By how much exactly would the time flow be slown down inside a gravity room?

Question

A super alien warrior goes training inside a gravity room. It's a room with a flat floor, but the surface gravity of the room can be modified at the push of a button.

But under general relativity a higher gravity leads to a slower time flow.

So my question is: what is the expression of $\dfrac{t_{in}}{t_{out}}$ in terms of $g$?

$t_{in}$ is the time elapsing inside the gravity room

$t_{out}$ is the time elapsing outside the gravity room (with no gravity to influence the flow of time)

$g$ is the surface gravity inside the gravity room (in $m.s^{-2}$)

Answer 1

The easiest way to accomplish this is to have the warrior in a large centrifuge that speeds up to simulate enhanced gravity on the axis perpendicular to the spin - think of the gravitron ride - you can turn sideways on the walls at a sufficient speed.

Since your survivable g-force is limited by physiology, your rotational speed could only reach a tiny fraction of c before any living organism would be crushed into jelly striated by chemical weight.

As mentioned in the comments, there would be no appreciable time dilation when training at any survivable g force. It might be measurable in picoseconds, but nothing the average person would notice.

Addendum:

From the wiki article on gravitational time dilation:

On the other hand, when g is nearly constant and gh is much smaller than c^2, the linear "weak field" approximation T_d = 1 + gh/c^2 may also be used.

Conversely, we may approximate the effects of increased gravity as reducing the distance between the warrior and the planet (eg: everyone outside the room is at a "farther above the gravitic center of mass on the planet.")

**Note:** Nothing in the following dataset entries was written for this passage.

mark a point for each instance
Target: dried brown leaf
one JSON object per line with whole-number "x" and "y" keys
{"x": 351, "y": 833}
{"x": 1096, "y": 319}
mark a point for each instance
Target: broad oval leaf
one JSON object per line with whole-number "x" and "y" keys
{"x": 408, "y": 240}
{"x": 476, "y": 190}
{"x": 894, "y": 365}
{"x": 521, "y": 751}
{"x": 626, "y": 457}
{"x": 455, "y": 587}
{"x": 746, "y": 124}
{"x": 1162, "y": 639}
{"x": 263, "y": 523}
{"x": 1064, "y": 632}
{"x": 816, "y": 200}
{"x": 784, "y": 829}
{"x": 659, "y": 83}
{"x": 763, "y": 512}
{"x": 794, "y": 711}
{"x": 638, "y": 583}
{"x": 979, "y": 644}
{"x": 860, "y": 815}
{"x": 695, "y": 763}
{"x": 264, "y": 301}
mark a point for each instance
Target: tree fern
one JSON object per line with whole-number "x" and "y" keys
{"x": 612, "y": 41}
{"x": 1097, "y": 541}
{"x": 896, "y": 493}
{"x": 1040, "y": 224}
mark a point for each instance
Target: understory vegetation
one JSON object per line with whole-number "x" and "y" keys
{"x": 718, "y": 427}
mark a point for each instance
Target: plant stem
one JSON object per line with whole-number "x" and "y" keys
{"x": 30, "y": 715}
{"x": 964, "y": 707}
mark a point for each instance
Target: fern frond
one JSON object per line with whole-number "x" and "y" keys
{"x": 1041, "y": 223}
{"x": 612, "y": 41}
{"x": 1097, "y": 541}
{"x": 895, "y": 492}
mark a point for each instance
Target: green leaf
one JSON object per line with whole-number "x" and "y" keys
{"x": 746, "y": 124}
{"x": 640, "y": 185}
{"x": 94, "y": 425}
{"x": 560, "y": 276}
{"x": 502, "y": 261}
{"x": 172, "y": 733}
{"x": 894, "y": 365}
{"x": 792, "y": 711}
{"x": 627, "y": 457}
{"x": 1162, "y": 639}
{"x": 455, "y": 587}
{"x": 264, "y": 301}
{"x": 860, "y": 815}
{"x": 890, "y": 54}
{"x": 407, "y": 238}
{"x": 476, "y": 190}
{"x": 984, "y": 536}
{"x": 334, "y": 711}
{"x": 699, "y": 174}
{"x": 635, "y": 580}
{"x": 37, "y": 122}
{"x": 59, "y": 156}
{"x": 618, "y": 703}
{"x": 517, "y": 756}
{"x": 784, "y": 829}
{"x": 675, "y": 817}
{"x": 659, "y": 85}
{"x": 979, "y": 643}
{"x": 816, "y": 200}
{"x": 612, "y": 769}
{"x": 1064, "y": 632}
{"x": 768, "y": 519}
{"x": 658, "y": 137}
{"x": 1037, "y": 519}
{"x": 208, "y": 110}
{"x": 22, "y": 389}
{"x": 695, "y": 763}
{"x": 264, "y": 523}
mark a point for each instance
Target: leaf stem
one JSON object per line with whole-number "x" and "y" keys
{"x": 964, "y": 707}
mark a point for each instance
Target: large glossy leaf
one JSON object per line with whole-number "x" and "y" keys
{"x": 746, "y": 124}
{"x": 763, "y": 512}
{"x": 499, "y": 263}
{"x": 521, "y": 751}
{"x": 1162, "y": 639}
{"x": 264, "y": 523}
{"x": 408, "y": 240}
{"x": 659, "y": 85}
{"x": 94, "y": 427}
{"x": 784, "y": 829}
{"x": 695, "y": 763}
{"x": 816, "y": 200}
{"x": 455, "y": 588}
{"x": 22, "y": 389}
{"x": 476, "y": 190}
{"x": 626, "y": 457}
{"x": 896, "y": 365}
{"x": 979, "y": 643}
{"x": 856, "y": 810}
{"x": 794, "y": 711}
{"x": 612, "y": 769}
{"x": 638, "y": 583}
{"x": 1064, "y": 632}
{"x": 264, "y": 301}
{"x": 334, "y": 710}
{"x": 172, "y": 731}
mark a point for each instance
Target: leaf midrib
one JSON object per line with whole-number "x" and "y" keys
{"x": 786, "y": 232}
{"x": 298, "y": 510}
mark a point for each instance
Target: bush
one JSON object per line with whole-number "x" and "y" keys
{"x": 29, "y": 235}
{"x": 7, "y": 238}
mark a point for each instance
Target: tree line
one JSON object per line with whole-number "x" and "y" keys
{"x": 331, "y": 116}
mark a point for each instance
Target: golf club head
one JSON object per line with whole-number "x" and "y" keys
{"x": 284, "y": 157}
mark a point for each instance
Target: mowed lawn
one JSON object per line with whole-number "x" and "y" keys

Since gravity increases/decreases by the square/root of the distance, so a person twice as close would experience 2^2 as much gravity. Extrapolating for the desired gravity multiplier x = h^2), we have: $$T_d = 1+\frac{g*\sqrt{x}}{c^2}$$ Assuming an earth-like original gravity, moving to a 9G environment (considered the maximum survivable vertical G by modern airforce pilots), then x=9, root x=3, and the equation neatly wraps up as: $$T_d = 1+\frac{3g}{c^2}$$ $$T_d = 1+\frac{3(9.80665 m/sec^2)}{(299,762,458 m/sec)^2} = 1+3.274e^{-16}$$ For scale: $$3.156e^{-16} nanoseconds = 1 year$$ Basically, the outside world would gain ten nanoseconds a year compared to the area inside the room.

Further addendum:

If we assume that native gravity for the aliens is 1 billion times earth gravity (because they live on the surface of a neutron star?) and we're talking about a 9-fold increase in native gravity (don't forget, whatever natural physiology that the aliens have is adapted to their evolved environment), then you're still only looking at: $$T_d = 1+\frac{3g}{c^2} = 1+\frac{3(9.80665*1,000,000,000 m/sec^2)}{(299,762,458 m/sec)^2} = 1+3.274e^{-7}$$ $$3.15569e^7 seconds = 1 year$$ Which still is only a 10 second gain per earth-year for the outside world. It's going to be noticeable at that point, but you only really experience significant time dilation at points where g*h approaches C, and at that point you need to use a different equation and most large solid chunks will rip themselves apart.